10年苦心の研究
~『岩伝毛之記』~(※曲亭馬琴が書いた山東京伝の伝記)
(京伝は)これよりまた、『骨董集』を書きたいと思い、苦心十余年に及んだ。その期間、書物をたくさん所有している人の家に赴き、珍しい書物を借りた。あるいは、博識の人に質問したり、あるいは、物知りの老人に聞いたりした。聞いたことは必ず書いて、(本を)読んだら必ず記録した。さらに、親しい人やよく知らない人など関係なく、しかじかの家に(目当ての本が)あると聞いたら、そこを訪問して(持ち主から)説明を聞いた。大方、他の蔵書を借りた場合、有用な箇所が書いているのは二、三巻に過ぎず、抜き出しすれば早く返却した。こうして、全書を読むことはないけれど、引用の書が多かった。心配りしながら、奔走するのは一朝一夕ではなかった。思うに、漢学は自分(京伝)が取り組むものではないし、国学は近来、著名な人物が多いので及ばない。ただ二百年来の風俗を考え極めた者はいない。自分(京伝)はこの趣味(※古書画や古器への興味)を持って成し遂げたら、儒者もまた貴重だと言い、国学者も感服するだろうともっぱら(風俗の)研究に苦心した。

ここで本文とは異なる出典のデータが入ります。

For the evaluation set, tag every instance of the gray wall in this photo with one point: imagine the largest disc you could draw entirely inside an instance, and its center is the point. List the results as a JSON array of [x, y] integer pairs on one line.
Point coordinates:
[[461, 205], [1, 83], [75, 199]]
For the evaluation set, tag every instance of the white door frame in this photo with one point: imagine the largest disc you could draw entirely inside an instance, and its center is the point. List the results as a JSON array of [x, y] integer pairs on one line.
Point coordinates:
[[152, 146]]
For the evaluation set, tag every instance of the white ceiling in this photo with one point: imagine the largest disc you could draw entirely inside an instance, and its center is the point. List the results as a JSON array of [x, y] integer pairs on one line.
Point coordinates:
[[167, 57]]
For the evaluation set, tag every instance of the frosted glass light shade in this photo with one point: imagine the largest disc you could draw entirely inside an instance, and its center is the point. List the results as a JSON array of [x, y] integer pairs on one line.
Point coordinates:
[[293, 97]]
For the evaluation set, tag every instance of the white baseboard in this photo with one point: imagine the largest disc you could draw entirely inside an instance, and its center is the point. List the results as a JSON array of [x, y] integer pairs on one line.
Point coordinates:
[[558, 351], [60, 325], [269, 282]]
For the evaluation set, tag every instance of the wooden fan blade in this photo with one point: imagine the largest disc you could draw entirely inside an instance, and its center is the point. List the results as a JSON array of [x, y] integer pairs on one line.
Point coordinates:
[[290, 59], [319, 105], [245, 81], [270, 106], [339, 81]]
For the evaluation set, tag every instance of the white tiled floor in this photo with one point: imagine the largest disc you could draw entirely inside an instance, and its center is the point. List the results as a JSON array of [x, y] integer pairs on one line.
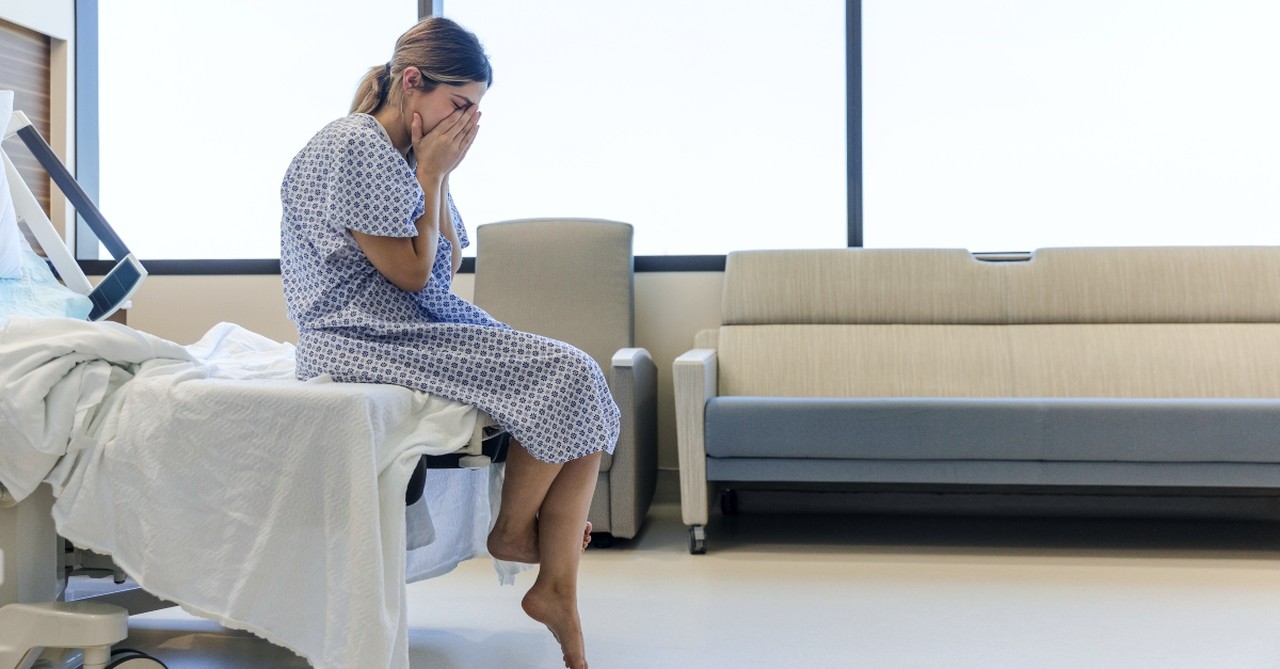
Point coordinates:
[[818, 591]]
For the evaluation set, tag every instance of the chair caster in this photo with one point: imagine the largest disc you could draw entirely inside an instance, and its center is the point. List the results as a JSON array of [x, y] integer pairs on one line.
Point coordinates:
[[696, 540], [133, 659], [475, 462]]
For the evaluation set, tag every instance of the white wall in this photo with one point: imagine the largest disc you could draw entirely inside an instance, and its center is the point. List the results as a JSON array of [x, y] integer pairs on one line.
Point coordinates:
[[55, 18]]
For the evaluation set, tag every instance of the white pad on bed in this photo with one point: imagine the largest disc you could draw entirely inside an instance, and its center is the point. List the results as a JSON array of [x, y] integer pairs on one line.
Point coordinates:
[[223, 484]]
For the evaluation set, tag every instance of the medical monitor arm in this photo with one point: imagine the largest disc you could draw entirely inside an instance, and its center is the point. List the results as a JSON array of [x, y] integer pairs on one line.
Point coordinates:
[[124, 278]]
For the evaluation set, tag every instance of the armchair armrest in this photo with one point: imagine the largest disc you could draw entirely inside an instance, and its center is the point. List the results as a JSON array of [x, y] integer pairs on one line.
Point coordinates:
[[634, 470], [695, 381]]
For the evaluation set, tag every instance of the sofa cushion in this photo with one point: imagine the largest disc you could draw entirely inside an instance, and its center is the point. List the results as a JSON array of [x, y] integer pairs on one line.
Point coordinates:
[[996, 429], [941, 287], [1027, 361]]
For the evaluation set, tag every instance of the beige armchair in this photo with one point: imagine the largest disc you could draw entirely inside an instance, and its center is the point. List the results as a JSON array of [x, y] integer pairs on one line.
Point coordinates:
[[571, 279]]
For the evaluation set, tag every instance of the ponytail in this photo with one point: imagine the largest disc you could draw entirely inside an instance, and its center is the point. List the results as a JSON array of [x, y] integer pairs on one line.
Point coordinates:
[[440, 49], [373, 88]]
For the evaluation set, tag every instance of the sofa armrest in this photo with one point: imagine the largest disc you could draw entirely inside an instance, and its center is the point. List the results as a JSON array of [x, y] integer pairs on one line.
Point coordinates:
[[695, 381], [634, 471]]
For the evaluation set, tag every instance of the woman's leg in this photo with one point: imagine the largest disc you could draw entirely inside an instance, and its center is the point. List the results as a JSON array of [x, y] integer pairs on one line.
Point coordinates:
[[543, 512]]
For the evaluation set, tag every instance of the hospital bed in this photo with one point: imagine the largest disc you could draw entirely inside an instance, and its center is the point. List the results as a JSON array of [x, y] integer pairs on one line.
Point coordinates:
[[287, 494]]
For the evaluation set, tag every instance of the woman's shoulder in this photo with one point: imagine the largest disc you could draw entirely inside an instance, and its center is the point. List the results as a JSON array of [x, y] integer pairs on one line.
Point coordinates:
[[352, 129]]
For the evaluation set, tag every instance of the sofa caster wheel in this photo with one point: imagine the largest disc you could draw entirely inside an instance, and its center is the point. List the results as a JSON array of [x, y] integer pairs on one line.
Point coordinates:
[[696, 540]]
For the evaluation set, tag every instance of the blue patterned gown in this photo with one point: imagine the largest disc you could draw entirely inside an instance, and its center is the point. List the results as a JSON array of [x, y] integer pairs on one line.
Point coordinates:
[[357, 326]]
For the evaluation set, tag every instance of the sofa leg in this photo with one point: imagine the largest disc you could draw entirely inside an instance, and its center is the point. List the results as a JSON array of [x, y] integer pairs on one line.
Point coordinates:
[[696, 540], [728, 502]]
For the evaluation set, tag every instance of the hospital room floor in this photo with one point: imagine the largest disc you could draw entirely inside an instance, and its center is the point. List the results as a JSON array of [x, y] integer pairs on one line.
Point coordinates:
[[874, 591]]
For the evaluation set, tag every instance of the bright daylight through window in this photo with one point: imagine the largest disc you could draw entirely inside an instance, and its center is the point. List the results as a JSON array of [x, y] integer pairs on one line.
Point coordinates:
[[997, 125], [708, 125]]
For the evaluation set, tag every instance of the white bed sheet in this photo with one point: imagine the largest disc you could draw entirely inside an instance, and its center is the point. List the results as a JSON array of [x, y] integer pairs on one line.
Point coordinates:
[[220, 482]]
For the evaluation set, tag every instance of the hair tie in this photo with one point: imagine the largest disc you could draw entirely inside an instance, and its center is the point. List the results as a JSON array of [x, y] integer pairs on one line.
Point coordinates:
[[384, 85]]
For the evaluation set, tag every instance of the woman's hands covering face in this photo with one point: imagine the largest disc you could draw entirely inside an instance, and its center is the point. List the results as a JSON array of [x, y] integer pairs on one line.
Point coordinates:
[[443, 147]]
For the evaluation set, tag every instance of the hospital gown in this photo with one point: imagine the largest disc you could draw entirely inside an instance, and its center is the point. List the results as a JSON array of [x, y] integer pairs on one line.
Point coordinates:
[[355, 325]]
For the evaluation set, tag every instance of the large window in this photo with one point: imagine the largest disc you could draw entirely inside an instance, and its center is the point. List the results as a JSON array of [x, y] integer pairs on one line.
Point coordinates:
[[709, 125], [999, 125]]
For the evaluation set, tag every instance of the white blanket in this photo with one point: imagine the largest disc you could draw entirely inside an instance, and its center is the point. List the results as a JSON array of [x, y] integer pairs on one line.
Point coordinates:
[[220, 482]]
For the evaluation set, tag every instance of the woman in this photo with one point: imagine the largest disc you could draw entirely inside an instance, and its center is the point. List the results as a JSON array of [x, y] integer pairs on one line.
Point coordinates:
[[370, 242]]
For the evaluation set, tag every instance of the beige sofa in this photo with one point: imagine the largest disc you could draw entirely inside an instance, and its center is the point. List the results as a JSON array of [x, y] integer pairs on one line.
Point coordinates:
[[1150, 369]]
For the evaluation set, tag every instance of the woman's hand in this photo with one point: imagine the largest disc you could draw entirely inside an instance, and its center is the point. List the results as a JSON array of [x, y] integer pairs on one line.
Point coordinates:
[[443, 147]]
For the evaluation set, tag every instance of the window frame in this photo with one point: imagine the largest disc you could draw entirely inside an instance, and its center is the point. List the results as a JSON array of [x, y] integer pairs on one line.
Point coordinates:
[[87, 161]]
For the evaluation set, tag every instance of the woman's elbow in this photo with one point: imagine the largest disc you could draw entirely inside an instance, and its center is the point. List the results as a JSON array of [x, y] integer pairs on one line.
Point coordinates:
[[411, 282]]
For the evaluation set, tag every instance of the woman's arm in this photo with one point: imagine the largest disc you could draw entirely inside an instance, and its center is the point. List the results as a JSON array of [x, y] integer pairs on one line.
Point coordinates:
[[406, 261]]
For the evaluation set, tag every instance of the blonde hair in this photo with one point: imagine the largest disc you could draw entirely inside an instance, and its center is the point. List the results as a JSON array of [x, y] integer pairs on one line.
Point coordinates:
[[440, 49]]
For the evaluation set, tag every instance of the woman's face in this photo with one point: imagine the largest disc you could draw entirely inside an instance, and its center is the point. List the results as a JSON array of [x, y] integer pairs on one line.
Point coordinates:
[[443, 100]]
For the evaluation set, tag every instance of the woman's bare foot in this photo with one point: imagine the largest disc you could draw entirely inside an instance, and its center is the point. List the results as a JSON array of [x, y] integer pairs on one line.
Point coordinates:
[[521, 544], [558, 612]]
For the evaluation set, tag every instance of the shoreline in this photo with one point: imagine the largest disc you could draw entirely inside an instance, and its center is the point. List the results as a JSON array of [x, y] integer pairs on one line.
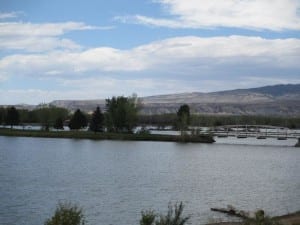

『骨董集』は京伝が十年の苦心で出来上がったもの。実に「古今無双」で、「千歳不磨」の素晴らしい書物である。京伝の晩年は、ほとんどこの『骨董集』の編述に全力を注いだ。従来、専業としていた戯作も、ただその余力でやっていたに過ぎないことを表しているのが、文化十二年(1815年)発行の『絵看板子持山姥』及び他数種の序文に「骨董集の著述のいとま醒醒斎京伝織」と書いているものが多い。ということで、(『骨董集』が京伝の)精励努力の著述であることは推察できるだろう。後世、明治文壇の批評家甲乙が「(近世)奇跡考、骨董集の二書は実にこの種類のいろんな著作の始まりである。その後、これに倣って作る者が多いけれど、(山東)京伝に全く及ばない」と言い、また、「京伝の(著作した)稗史(※民間の歴史書)や小説などはおよそ三百部より多く出ている。そして小説以外に、『骨董集』、『近世奇跡考』があり、両書とも風俗を考証している。ことに、『骨董集』のような本は、正確無比と称えられる。(曲亭)馬琴が(京伝の『骨董集』を)羨んで『燕石襍誌(えんせきざっし)』(※原文ママ、一般的な表記は『燕石雑志』)、『玄同放言(げんどうほうげん)』を書いたり、(柳亭)種彦が(京伝の『骨董集』を)模倣して『環魂紙料(かんごんしりょう)』や『用捨箱(ようしゃばこ)』などを作った。しかし、誰も京伝の(『骨董集』の)上に出ることはできなかった」といっているのは、もっともな評価である。
京伝の『骨董集』の一部











●骨董集と燕石襍誌
『骨董集』は京伝が文化初年(1804年)より、著作にかかりて文化十二年(1815年)に発行したもの。『燕石襍誌』は文化五、六年頃(1808年〜1809年頃)の著作にて文化七年(1810年)の発行だった。これ(※馬琴の『燕石襍誌』)を読んで(京伝が『骨董集』を)模倣したというのは正しくない。馬琴は京伝が『骨董集』を出版するのに先立って、いわゆる出し抜かんとしての野心で出版したものだが、(京伝の)『骨董集』が発行されるに至って、彼(※馬琴)は顔色を失った。

編者の宮武外骨は明治、大正、昭和のジャーナリストとして1955年(昭和30年)まで活躍しました。晩年の昭和初期には、東京帝国大学(東京大学)法学部の明治新聞雑誌文庫で主任となり、明治時代の新聞、雑誌を収集するために全国各地を回りました。外骨は尊敬する江戸時代の山東京伝と同じように、古い物を調査し集めることに尽力しました。文化的な価値ある物を後世に残したといえます。尊敬する人物の影響はいつの世も脈々と受け継がれます。